The Five were prosecuted not because they violated American law, but because their work exposed those who were. By infiltrating the terror network that is allowed to exist in Florida, they demonstrated the hypocrisy of America`s claimed opposition to terrorism.
On 6 July, the District Attorney’s Office for the state of Florida informed the Miami Court of its opposition to the petition presented by Martin Garbus, the lawyer representing Gerardo Hernández Nordelo, asking for a rehearing of the case and the release by the government of additional evidence in order to investigate the issue of journalists paid with federal money to create, before and after the trial of the Cuban Five, what the 2005 Court of Appeal panel described as a perfect storm of prejudice and hostility.
In a clearly evasive maneuver, the government is arguing that the facts presented by the defense are unfounded and it is thus not necessary to procure more information in order to clarify them. In other words, Judge Joan Lenard has been told that the defense exposé of certain journalists’ conduct which, as she herself acknowledged during the trial, amounted to intimidating and harassing the jury, is nothing more than a conspiracy theory and generalized speculation.
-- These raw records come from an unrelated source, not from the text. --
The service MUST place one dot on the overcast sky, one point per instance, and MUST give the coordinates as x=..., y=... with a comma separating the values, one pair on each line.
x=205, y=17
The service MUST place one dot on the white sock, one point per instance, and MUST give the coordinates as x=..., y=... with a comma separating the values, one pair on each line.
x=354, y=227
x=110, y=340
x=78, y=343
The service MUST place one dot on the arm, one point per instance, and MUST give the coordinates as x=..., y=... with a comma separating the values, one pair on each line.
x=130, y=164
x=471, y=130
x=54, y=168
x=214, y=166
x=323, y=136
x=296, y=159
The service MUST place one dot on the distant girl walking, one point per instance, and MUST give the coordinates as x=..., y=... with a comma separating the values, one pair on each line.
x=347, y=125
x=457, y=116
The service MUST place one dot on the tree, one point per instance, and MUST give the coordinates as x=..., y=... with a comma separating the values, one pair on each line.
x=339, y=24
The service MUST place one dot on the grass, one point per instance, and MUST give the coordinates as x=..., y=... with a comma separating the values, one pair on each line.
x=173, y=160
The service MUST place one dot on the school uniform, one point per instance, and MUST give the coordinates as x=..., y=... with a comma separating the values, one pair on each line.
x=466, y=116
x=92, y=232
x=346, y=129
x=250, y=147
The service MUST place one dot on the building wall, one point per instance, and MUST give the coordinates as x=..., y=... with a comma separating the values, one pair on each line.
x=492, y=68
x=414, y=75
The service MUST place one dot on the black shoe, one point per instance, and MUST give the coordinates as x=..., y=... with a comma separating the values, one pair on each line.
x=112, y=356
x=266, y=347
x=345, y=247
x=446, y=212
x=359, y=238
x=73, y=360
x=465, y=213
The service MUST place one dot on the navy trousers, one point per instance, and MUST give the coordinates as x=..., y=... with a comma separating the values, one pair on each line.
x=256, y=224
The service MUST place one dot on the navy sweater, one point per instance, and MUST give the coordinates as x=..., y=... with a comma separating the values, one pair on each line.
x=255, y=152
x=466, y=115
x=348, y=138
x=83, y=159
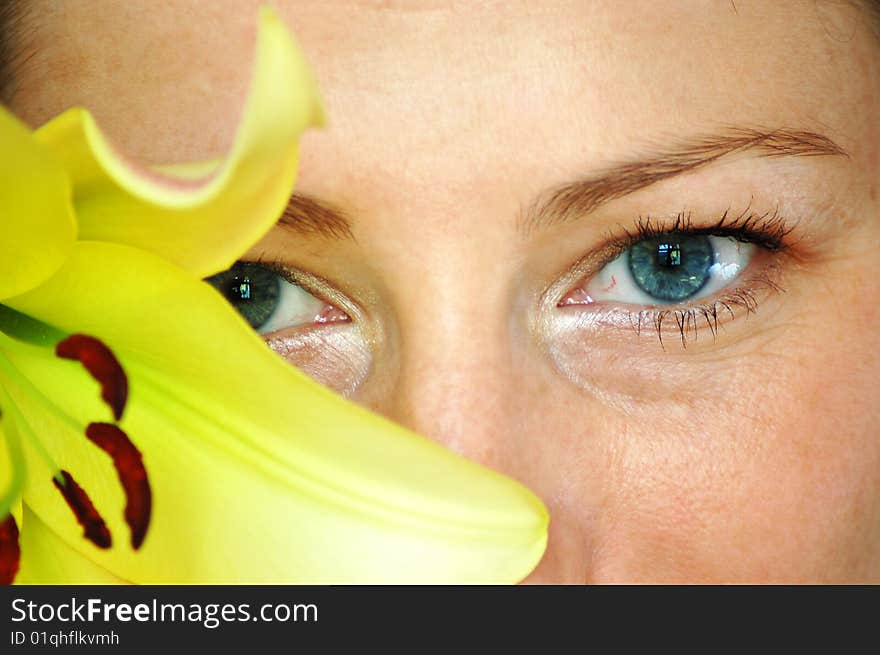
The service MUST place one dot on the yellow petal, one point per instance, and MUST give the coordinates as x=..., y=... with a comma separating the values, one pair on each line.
x=259, y=474
x=36, y=219
x=46, y=559
x=202, y=225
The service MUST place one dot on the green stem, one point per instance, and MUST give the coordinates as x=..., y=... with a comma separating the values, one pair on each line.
x=16, y=458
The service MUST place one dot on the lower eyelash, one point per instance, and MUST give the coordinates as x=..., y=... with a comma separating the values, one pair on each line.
x=688, y=320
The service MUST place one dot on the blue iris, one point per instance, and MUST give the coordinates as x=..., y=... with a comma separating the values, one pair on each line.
x=672, y=267
x=252, y=289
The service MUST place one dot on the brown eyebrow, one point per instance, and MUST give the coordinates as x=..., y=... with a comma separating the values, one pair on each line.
x=311, y=217
x=583, y=196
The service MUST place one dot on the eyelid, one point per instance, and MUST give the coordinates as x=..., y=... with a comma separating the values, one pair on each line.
x=768, y=229
x=316, y=285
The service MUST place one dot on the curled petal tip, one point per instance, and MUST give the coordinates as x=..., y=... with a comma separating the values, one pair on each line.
x=10, y=552
x=100, y=361
x=95, y=529
x=132, y=475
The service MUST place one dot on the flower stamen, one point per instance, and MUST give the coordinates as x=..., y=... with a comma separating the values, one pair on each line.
x=132, y=475
x=95, y=529
x=10, y=551
x=100, y=361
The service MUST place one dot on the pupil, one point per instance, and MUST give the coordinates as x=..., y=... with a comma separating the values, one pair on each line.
x=672, y=267
x=668, y=254
x=252, y=289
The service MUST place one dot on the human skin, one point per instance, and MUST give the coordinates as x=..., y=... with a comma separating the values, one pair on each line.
x=749, y=456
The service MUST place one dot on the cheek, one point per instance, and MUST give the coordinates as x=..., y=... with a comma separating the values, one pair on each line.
x=337, y=357
x=776, y=480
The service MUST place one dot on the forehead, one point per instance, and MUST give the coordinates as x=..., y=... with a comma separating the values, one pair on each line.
x=482, y=84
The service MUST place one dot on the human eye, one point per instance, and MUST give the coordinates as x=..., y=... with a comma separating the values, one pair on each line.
x=271, y=301
x=302, y=318
x=680, y=275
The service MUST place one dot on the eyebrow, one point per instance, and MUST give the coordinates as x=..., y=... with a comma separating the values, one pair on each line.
x=581, y=197
x=308, y=216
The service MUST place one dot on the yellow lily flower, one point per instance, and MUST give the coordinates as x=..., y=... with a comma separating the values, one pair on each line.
x=256, y=473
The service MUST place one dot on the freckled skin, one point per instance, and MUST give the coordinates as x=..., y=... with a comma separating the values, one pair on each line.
x=755, y=458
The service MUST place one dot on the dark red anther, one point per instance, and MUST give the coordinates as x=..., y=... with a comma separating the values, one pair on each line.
x=100, y=361
x=95, y=529
x=10, y=553
x=132, y=474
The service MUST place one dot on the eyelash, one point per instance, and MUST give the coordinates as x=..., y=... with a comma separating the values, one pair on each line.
x=769, y=230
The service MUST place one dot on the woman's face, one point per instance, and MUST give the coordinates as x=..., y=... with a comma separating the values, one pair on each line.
x=695, y=408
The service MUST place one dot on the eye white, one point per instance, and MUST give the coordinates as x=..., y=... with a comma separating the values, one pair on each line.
x=615, y=281
x=295, y=307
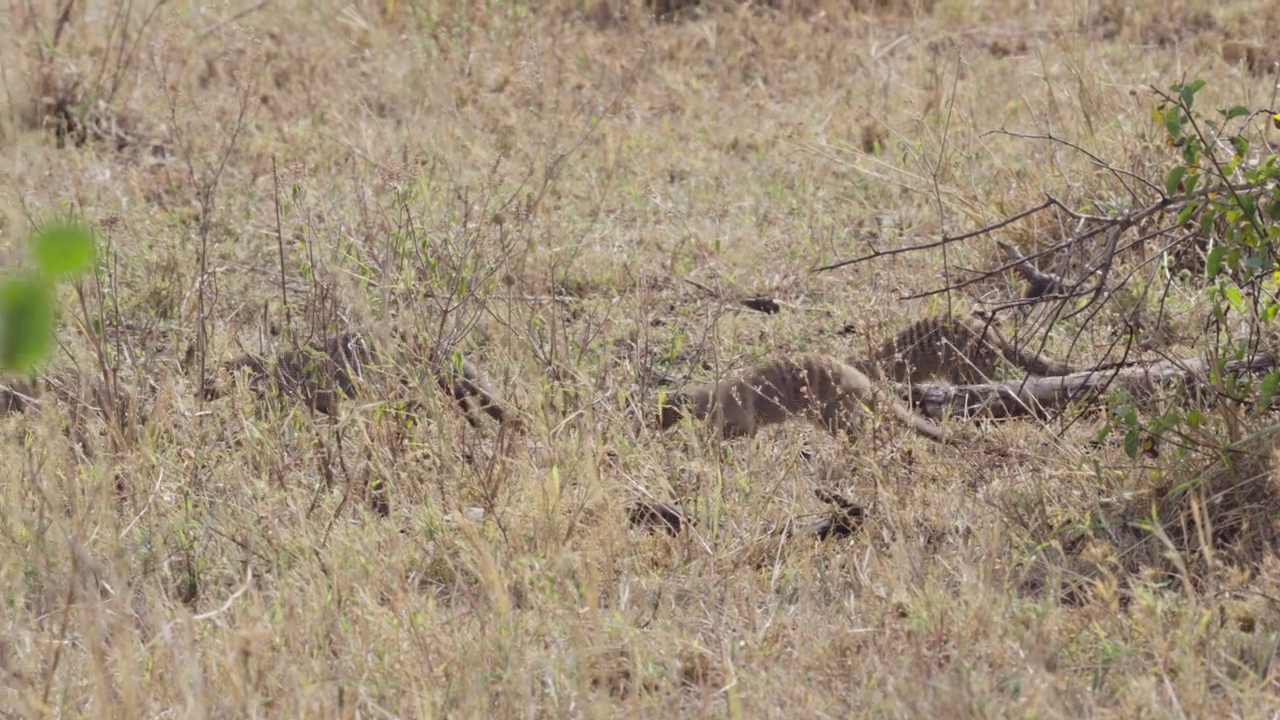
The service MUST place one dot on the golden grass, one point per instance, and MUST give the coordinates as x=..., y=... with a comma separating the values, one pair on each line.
x=572, y=163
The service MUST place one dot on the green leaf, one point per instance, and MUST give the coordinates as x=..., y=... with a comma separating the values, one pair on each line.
x=1214, y=263
x=1174, y=181
x=1234, y=297
x=1266, y=391
x=1130, y=443
x=26, y=322
x=1173, y=122
x=1188, y=212
x=63, y=250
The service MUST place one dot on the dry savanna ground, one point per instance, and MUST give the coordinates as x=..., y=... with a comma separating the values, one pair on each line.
x=533, y=185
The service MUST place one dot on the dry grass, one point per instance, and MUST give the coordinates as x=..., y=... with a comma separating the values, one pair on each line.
x=305, y=167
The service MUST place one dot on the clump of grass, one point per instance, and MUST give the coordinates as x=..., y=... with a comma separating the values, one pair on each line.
x=533, y=190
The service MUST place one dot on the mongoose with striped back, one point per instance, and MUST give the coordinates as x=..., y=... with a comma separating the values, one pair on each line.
x=816, y=387
x=963, y=350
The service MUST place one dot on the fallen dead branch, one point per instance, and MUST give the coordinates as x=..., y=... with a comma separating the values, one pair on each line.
x=1041, y=396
In a brief final paragraph the District Attorney’s Office also stated its opposition to the hearing requested by Gerardo.
President Obama has the power to grant freedom for the Cuban Five to return to Cuba where they belong. He has the power to make sure their families have the right to see and hug their loved ones.
President Obama has the power to make sure that justice prevails, and he has the right bestowed by the US Constitution, because YES, President Obama CAN exercise that power.